Journalist Tim Hetherington, who took photographs, conducted interviews, and wrote cross-referenced captions for each photo, worked hard for every inch of the beautiful hard-bound volume. He lived behind rebel lines in the African country of Liberia during its civil war there in 2003, returning to document changes there through 2008.
His photographs, all taken on film (not digitally), sweep across the wide pages with an eerie sense of darkness, an effect that Hetherington is keenly aware of. But he felt it naturally came about because of the subject matter.
“That’s what I like about photography—part of it is almost inexplicable,” says Mr. Hetherington. “There’s a magic to it, which I kind of like. I like that bit that we can’t quite explain. We just know, does it move us or not, is it interesting?”
Hetherington is a philosophical character, and it comes through in the nature of his work. Originally from London but now based in New York City, he instinctively looks at issues from a variety of standpoints and on multiple levels.
A key example of this is two images that don’t seem to be connected, but share an underlying thread of relevance. The book starts with the close-up image of an eye, and ends with a photo of a rotting orange.
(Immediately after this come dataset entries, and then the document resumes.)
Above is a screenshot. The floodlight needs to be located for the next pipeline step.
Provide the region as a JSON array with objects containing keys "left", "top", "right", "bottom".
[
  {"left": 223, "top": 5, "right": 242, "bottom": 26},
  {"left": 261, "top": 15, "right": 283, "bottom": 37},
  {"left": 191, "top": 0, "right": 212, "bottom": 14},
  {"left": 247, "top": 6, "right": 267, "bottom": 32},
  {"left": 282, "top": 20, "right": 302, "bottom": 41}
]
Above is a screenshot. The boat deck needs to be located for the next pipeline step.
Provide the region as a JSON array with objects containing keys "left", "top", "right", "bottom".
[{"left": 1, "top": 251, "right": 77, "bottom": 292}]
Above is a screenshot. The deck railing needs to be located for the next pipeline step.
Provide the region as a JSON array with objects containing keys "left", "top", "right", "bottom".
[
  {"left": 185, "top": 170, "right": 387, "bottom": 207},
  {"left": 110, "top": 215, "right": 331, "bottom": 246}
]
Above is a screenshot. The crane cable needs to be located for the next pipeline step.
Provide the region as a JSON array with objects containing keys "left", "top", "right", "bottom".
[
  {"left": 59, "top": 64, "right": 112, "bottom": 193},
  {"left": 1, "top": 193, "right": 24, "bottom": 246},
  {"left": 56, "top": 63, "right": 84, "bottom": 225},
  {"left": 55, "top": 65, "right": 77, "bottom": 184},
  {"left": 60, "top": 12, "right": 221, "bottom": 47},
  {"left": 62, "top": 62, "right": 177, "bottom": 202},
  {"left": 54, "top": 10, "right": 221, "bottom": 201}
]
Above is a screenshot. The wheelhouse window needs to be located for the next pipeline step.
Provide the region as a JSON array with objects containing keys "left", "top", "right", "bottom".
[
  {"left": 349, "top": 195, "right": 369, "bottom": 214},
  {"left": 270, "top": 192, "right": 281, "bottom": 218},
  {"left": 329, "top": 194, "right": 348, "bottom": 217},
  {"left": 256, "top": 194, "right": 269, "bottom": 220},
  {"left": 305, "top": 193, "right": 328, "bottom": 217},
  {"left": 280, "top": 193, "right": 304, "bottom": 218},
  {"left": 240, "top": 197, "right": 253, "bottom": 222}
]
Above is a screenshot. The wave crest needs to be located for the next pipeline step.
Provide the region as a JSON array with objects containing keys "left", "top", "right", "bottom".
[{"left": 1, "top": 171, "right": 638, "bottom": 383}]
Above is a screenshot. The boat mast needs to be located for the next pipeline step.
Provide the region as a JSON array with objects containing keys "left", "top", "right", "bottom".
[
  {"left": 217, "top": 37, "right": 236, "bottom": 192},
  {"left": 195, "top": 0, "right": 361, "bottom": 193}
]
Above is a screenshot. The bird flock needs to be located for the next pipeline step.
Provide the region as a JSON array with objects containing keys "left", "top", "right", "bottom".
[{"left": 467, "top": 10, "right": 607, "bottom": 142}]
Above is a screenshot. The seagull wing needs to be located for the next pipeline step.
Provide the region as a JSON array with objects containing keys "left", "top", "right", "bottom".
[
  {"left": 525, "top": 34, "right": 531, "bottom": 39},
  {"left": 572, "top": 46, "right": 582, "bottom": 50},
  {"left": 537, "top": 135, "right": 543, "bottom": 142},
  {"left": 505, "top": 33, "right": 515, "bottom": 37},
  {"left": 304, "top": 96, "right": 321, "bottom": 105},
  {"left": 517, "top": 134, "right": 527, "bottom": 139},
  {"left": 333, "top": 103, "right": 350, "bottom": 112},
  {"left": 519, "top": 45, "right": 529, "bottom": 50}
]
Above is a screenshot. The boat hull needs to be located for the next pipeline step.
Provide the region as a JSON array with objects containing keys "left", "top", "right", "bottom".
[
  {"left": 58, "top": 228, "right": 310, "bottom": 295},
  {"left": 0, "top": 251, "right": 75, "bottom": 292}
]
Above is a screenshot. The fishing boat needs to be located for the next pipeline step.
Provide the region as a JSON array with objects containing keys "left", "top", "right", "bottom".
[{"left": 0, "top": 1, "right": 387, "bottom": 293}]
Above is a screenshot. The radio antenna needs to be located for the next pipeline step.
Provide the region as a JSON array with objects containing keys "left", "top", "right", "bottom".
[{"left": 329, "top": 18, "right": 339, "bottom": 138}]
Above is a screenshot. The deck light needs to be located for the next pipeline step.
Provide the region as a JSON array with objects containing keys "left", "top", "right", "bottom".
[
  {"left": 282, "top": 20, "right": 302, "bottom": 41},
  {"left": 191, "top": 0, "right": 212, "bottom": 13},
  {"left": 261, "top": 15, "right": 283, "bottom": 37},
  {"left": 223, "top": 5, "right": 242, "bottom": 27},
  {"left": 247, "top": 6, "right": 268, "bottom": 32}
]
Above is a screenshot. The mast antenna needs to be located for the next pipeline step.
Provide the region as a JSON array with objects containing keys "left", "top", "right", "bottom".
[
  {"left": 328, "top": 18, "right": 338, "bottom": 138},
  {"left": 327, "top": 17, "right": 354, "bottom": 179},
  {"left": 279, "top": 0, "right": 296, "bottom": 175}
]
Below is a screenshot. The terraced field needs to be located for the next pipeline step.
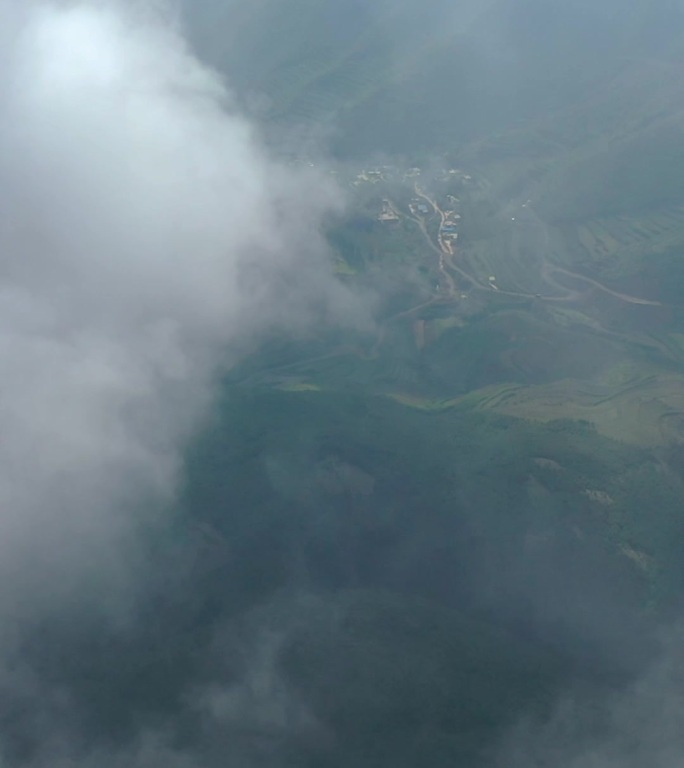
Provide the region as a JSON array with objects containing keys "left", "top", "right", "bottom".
[
  {"left": 383, "top": 369, "right": 684, "bottom": 446},
  {"left": 461, "top": 235, "right": 537, "bottom": 291},
  {"left": 266, "top": 48, "right": 385, "bottom": 122},
  {"left": 456, "top": 369, "right": 684, "bottom": 446},
  {"left": 568, "top": 204, "right": 684, "bottom": 279}
]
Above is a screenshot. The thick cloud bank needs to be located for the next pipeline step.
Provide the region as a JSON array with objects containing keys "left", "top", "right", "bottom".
[{"left": 0, "top": 0, "right": 353, "bottom": 619}]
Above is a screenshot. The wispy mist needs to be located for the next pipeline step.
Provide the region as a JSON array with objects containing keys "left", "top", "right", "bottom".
[{"left": 498, "top": 630, "right": 684, "bottom": 768}]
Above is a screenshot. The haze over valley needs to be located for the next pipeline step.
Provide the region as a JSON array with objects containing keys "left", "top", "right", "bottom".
[{"left": 1, "top": 1, "right": 684, "bottom": 766}]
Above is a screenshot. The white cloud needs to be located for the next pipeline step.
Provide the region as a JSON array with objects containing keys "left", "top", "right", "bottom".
[{"left": 0, "top": 0, "right": 358, "bottom": 622}]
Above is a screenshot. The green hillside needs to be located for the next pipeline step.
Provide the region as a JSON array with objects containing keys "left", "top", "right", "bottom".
[
  {"left": 163, "top": 3, "right": 684, "bottom": 764},
  {"left": 172, "top": 378, "right": 683, "bottom": 764}
]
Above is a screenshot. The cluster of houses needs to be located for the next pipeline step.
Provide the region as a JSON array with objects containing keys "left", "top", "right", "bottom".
[
  {"left": 440, "top": 168, "right": 472, "bottom": 183},
  {"left": 350, "top": 167, "right": 392, "bottom": 186},
  {"left": 439, "top": 200, "right": 462, "bottom": 254},
  {"left": 378, "top": 199, "right": 399, "bottom": 222},
  {"left": 352, "top": 166, "right": 425, "bottom": 186},
  {"left": 409, "top": 198, "right": 431, "bottom": 216},
  {"left": 442, "top": 209, "right": 461, "bottom": 238}
]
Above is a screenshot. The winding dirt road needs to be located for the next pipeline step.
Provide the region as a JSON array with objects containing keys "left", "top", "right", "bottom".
[{"left": 407, "top": 185, "right": 663, "bottom": 309}]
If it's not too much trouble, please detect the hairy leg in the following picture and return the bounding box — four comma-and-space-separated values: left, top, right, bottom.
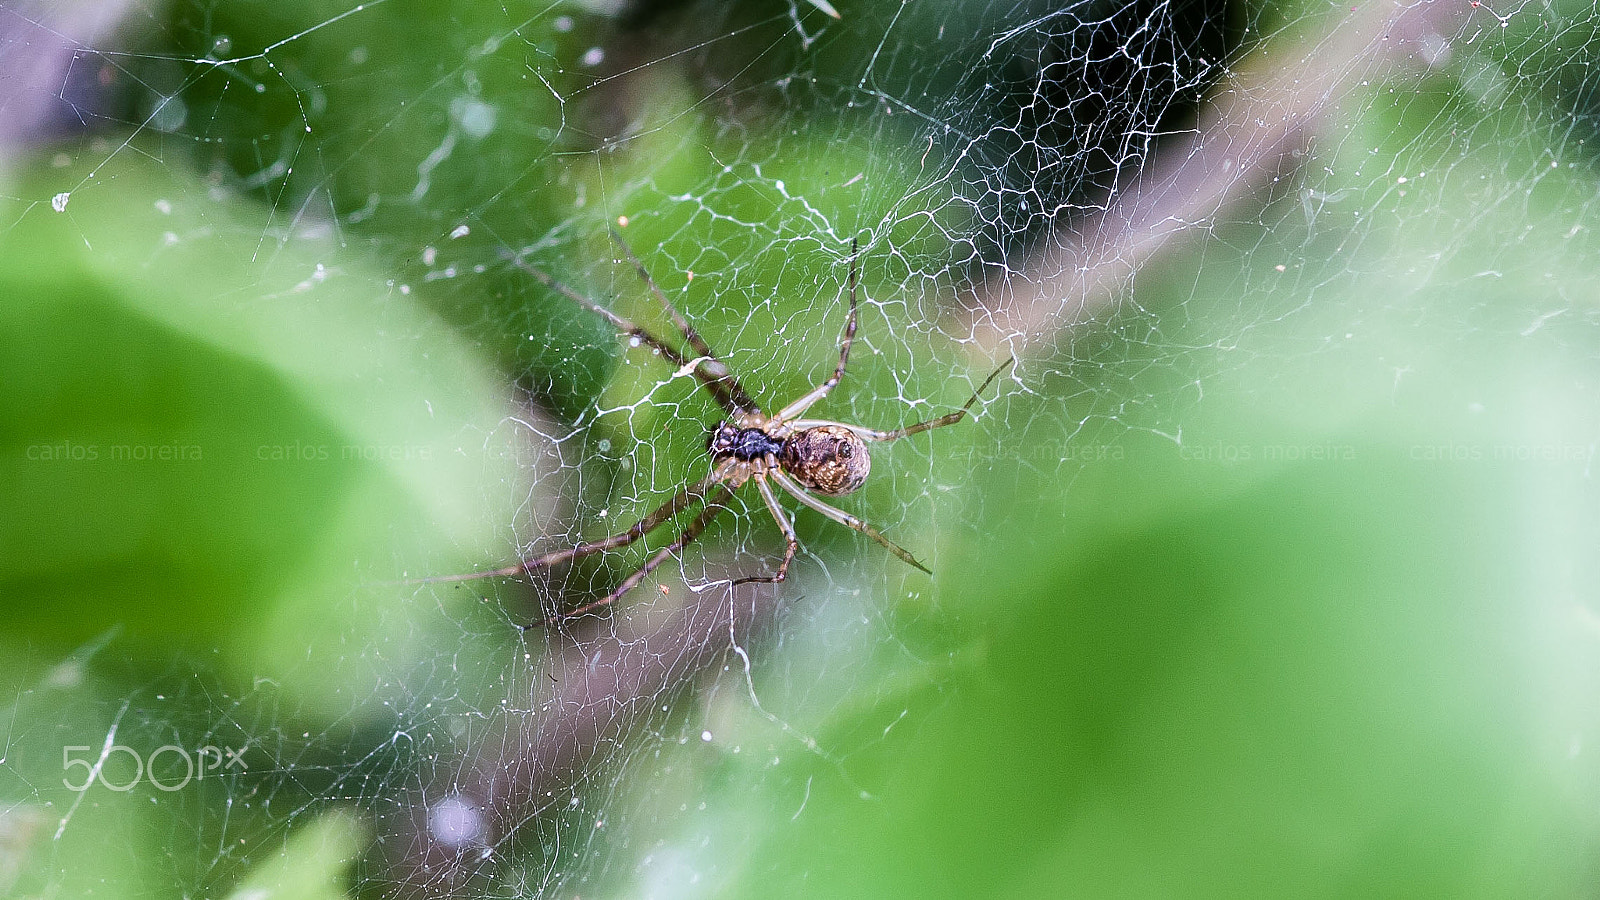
512, 254, 757, 417
787, 356, 1013, 442
767, 468, 930, 574
732, 473, 800, 587
526, 484, 735, 627
774, 240, 861, 423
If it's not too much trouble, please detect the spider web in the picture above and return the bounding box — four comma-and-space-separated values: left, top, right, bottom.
3, 0, 1599, 896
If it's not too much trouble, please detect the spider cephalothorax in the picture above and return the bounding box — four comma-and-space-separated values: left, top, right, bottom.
706, 422, 783, 462
427, 231, 1012, 626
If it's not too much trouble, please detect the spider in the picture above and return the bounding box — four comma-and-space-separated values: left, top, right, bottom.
434, 232, 1011, 626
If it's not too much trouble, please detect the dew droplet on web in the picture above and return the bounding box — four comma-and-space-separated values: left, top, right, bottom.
454, 97, 497, 138
428, 796, 486, 847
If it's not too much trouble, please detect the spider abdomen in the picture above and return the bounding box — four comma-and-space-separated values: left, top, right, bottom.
782, 425, 870, 495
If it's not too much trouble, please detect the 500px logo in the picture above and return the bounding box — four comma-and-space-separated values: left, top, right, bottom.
62, 744, 247, 792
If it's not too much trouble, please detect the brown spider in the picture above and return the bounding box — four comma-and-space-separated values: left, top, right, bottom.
434, 232, 1011, 626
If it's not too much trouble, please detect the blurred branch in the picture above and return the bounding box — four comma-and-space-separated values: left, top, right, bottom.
968, 0, 1472, 355
0, 0, 135, 153
381, 572, 776, 897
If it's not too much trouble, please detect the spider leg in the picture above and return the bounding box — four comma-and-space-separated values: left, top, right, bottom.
607, 230, 735, 377
526, 484, 735, 627
411, 461, 733, 584
732, 472, 800, 586
788, 357, 1013, 442
511, 254, 757, 417
767, 469, 931, 574
606, 227, 762, 415
773, 239, 860, 423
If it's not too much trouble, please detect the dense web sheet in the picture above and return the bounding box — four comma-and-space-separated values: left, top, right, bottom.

They were Hetherington’s last photos taken in Liberia in 2008.
“That says a lot, that those are my last images I made in Liberia, because they’re working on a completely different level to the other images [in the book],” says Mr. Hetherington. “They’re both beguiling images—very simple. I think there’s something very strong about them in the context of other pictures.” He adds that the orange was a bit like Liberia by the end of the war—rotting from the inside.